L’Hyperacousie

timthumbPlus mal connue que les acouphènes, l’hyperacousie peut détruire une existence, encore plus sûrement que la malentendance.

L’hyperacousie, c’est quoi ?

Lorsque l’on souffre d’hyperacousie, on ne supporte plus des niveaux de bruit tout à fait ordinaires : aboiements, rires, sonnerie du téléphone, robinet d’eau ou aspirateur. Ces bruits quotidiens ne sont pas particulièrement forts et ne sont en aucun cas douloureux. Du moins pour des oreilles normales.

Pour les hyperacousiques par contre, ils représentent une énorme gène.

Il s’agit là d’une hypersensibilité au bruit qui peut être globale ou ne concerner que certaines fréquences.

L’audition de chacun comporte un seuil minimum de perception, et des seuils maxima à partir desquels les bruits sont d’abord inconfortables, puis douloureux.

Pour une audition « normale », le seuil d’inconfort de situe vers 75 à 80 dB, le seuil de risque à 85 dB, et le seuil de douleur vers 110 à 120 dB.

Les patients souffrant d’hyperacousie eux peuvent ressentir une douleur à partir de 25 dB. Cette pathologie, encore assez difficile a diagnostiquer, bouleverse le quotidien des personnes concernées.

En effet, comment avoir une vie normale lorsque le moindre bruit nous fait souffrir ?

L’accompagnement dans ce type de pathologie joue un rôle primordiale. Même si cette maladie est difficile à comprendre et à appréhender de l’extérieur, il faut absolument veillez à se montrer concilient et compréhensif envers la personne.

Les causes de l’hyperacousie

L’hyperacousie est la plupart du temps provoquée par un traumatisme acoustique : musique amplifiée, explosion, etc. Mais il n’y a pas besoin d’un concert de rock métal, des sonos très moyennes (mais excessives) peuvent en être la cause.

Elle peut être aussi provoquée par l’exposition répétée et prolongée à des bruits forts.

Tout dépend de la fragilité auditive de la personne et de son état au moment de l’exposition au bruit qui catalyse cette intolérance.

Tout comme les acouphènes, il s’agit d’une réaction anormale d’un système auditif brutalisé.

Hyperacousie et acouphènes

L’hyperacousie est souvent accompagnée d’acouphènes. Lorsque s’ajoute une baisse d’audition, c’est la pire cas au niveau du vécu de la personne.

Cela engendre le sentiment oppressant d’être dans un « tunnel auditif » entre les bruits « faibles » que l’on ne perçoit plus et ceux (même pas forts) qu’on ne supporte plus…

Comme pour les acouphènes, l’hyperacousie peut constituer les prémices, plus ou moins brutaux, de troubles auditifs irréversibles.

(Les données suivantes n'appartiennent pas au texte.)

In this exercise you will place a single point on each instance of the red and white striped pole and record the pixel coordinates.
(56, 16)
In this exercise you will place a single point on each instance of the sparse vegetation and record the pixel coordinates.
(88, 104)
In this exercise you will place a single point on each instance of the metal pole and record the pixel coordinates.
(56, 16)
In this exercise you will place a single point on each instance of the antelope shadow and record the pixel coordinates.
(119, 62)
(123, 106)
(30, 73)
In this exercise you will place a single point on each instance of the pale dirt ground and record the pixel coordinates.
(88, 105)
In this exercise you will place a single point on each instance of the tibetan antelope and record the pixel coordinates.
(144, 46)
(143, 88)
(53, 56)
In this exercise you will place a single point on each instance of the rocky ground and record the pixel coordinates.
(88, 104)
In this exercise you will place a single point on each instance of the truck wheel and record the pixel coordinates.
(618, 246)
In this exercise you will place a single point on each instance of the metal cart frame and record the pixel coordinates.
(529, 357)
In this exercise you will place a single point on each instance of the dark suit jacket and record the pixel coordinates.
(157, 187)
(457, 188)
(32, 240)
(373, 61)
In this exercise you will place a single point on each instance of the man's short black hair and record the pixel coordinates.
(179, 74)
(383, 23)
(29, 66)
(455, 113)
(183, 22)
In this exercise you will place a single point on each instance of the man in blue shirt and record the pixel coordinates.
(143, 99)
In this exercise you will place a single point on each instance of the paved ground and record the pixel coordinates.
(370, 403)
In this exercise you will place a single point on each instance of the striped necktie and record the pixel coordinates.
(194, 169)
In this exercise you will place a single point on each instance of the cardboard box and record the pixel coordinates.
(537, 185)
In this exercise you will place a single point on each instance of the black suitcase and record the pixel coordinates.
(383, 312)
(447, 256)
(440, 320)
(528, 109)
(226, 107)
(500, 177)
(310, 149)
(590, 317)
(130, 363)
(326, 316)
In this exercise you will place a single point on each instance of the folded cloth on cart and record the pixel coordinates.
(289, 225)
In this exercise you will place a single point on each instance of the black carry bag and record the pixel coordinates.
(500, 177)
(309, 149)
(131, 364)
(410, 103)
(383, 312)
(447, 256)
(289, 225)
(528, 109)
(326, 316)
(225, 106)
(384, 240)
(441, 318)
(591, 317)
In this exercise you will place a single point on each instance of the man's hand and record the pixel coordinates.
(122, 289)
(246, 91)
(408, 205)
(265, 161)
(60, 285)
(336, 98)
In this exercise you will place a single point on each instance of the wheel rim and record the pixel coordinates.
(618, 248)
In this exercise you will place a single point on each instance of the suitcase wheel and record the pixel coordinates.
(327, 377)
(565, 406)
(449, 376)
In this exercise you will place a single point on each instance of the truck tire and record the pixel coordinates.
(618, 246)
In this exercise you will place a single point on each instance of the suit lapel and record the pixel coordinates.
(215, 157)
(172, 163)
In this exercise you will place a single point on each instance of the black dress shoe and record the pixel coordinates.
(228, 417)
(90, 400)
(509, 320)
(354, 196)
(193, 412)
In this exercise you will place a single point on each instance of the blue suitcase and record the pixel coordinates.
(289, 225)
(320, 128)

Lorsqu’elle survient, il est impossible de savoir s’il s’agit d’un phénomène temporaire ou d’une atteinte durable.

Que faire face à l’hyperacousie ?

On sait encore mois de choses sur l’hyperacousie que sur les acouphènes. Ce n’est pas pour autant qu’il faut rester passif. C’est un cas de consultation en urgence absolue.

La première thérapie est bien sûr de se protéger du bruit et de laisser le système auditif au calme pour qu’il récupère, si c’est encore possible. Il ne faut pour autant s’isoler de tout bruit ni se boucher en permanence les oreilles.

Comme pour les acouphènes, les thérapies globales du type de la TRT peuvent être bénéfiques.

Pour finir, on peut soulager l’hyperacousie en utilisant des générateurs de sons qui favoriseront le phénomène d’habituation.